In [None]:
import torch
import torch.nn as nn
import torch.nn.functional as F
import torch.optim as optim

from otc.models.activation import ReGLU
from otc.models.fttransformer import (
    CategoricalFeatureTokenizer,
    CLSToken,
    FeatureTokenizer,
    FTTransformer,
    MultiheadAttention,
    NumericalFeatureTokenizer,
    Transformer,
)

from otc.data.dataset import TabDataset
from otc.data.dataloader import TabDataLoader
from otc.features.build_features import features_classical, features_classical_size

In [None]:
class CLSHead(nn.Module):
    """
    2 Layer MLP projection head
    """
    # d_in is last dim of transformer output torch.Size([4, 17, 96]) -> 96 (ok)
    # d_out -> last dim of output here [4,17,1] -> [4, 16] (ok)
    def __init__(self, *, d_in: int, d_hidden: int):
        super().__init__()
        self.first = nn.Linear(d_in, d_hidden)
        self.out = nn.Linear(d_hidden, 1)

    def forward(self, x: torch.Tensor) -> torch.Tensor:
        x = x[:, 1:]

        x = self.out(F.relu(self.first(x))).squeeze(2)
        return x

In [None]:
head = CLSHead(d_in=768, d_hidden=768)

print(head)

In [None]:
class ShufflePermutations(object):
    """
    Generate permutations by shuffeling.
    """
    def __init__(self, X_num, X_cat):
        self.X_num = X_num
        self.X_cat = X_cat

    def permute(self, X):
        """
        generate random index
        """
        if X is None:
            return None

        idx = torch.randint_like(X, X.shape[0], dtype=torch.long)

        print(idx)
        # generate random index array
        return idx

    def gen_permutations(self):
        # permute numerical and categorical by random index
        X_num = self.X_num
        X_cat = self.X_cat if self.X_cat is not None else None
        return self.permute(X_num), self.permute(X_cat)

In [None]:
d_num, d_cat = 8,8
batch_size = 4

X_num = torch.randn(batch_size, d_num)
X_cat = torch.randint(0, 10, (batch_size, d_cat))

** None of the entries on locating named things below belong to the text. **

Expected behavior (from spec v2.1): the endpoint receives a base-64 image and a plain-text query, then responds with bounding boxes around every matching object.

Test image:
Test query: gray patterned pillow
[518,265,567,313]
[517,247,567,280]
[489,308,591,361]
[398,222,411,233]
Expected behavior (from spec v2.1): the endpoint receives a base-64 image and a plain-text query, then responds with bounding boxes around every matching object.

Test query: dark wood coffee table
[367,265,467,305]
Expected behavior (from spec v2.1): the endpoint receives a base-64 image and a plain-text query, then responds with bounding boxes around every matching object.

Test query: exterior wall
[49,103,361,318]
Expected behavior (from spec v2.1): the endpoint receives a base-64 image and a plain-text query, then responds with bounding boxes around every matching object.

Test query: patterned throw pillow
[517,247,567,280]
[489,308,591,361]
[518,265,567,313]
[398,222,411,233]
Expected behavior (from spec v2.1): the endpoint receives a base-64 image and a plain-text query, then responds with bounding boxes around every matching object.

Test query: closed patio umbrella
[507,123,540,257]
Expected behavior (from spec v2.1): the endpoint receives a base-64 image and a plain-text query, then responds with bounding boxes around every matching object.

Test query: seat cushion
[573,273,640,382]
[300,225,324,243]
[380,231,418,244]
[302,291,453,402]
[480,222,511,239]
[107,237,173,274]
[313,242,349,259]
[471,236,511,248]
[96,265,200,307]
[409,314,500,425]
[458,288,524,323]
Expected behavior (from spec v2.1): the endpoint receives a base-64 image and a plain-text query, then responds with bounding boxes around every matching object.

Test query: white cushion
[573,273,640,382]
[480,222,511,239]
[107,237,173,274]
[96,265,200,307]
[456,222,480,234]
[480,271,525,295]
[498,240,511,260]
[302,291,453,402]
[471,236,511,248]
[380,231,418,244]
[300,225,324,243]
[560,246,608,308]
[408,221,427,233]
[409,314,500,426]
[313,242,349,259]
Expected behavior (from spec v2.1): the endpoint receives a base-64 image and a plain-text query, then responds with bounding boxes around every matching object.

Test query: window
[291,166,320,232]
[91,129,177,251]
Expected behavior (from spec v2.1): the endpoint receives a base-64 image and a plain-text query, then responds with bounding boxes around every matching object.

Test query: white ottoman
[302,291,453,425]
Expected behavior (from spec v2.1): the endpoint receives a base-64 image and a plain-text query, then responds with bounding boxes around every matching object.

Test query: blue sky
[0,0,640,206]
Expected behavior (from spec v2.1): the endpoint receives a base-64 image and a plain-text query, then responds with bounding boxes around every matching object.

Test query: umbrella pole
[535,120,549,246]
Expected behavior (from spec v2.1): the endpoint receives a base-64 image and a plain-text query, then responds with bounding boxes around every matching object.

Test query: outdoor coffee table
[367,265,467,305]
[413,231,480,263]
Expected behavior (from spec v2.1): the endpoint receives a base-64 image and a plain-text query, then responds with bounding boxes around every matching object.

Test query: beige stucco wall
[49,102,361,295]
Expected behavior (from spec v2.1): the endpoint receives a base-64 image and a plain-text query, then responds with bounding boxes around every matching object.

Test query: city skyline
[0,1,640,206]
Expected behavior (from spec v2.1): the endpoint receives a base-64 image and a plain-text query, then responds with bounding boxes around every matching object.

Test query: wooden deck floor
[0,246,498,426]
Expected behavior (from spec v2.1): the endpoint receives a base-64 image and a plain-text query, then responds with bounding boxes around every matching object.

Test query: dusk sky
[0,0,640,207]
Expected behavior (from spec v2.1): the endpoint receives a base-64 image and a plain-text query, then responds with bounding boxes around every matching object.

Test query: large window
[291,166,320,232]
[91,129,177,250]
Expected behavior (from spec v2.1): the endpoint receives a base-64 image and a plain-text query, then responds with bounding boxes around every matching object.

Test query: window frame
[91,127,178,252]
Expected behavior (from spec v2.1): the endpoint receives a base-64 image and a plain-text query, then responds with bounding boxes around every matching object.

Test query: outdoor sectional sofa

perm_class = ShufflePermutations(X_num, X_cat)
x_num_perm, x_cat_perm = perm_class.gen_permutations()

In [None]:
x_cat_perm

In [None]:
corrupt_probability = 0.15

def gen_masks(X, perm):
    # generate binary masks
    masks = torch.empty_like(X).bernoulli(p=corrupt_probability).bool()
    new_masks = masks & (X != X[perm, torch.arange(X.shape[1], device=X.device)])
    return new_masks

# FIXME: probably generate for train and val set
x_num_mask = gen_masks(X_num, x_num_perm)
x_cat_mask = gen_masks(X_cat, x_cat_perm)

In [None]:
x_num_mask

In [None]:
X_num

In [None]:
# get values at permuted places
x_num_permuted = torch.gather(X_num, 0, x_num_perm)

# replace at mask = True
X_num[x_num_mask] = x_num_permuted[x_num_mask]

if X_cat is not None:

    # along the 0 axis get elements based on perm_cat
    x_cat_permuted = torch.gather(X_cat, 0, x_cat_perm)
    
    # replace at mask
    X_cat[x_cat_mask] = x_cat_permuted[x_cat_mask]

In [None]:
x_num_mask

In [None]:
X_num

In [None]:
d_token = 96

params_feature_tokenizer = {
            "num_continous": d_num,
            "cat_cardinalities": [11] * d_cat,
            "d_token": d_token,
        }

feature_tokenizer = FeatureTokenizer(**params_feature_tokenizer)

params_transformer = {
            "d_token": d_token,
            "n_blocks": 3,
            "attention_n_heads": 8,
            "attention_initialization": "kaiming",
            "ffn_activation": ReGLU,
            "attention_normalization": nn.LayerNorm,
            "ffn_normalization": nn.LayerNorm,
            "ffn_dropout": 0.1,
            "ffn_d_hidden": 96 * 2,
            "attention_dropout": 0.1,
            "residual_dropout": 0.1,
            "prenormalization": True,
            "first_prenormalization": False,
            "last_layer_query_idx": None,
            "n_tokens": None,
            "kv_compression_ratio": None,
            "kv_compression_sharing": None,
            "head_activation": nn.ReLU,
            "head_normalization": nn.LayerNorm,
            "d_out": 1,
        }

transformer = Transformer(**params_transformer)

In [None]:
d_hidden = 32

class PretrainModel(nn.Module):
    def __init__(self):
        super().__init__()

        self.cls_token = CLSToken(d_token, "uniform")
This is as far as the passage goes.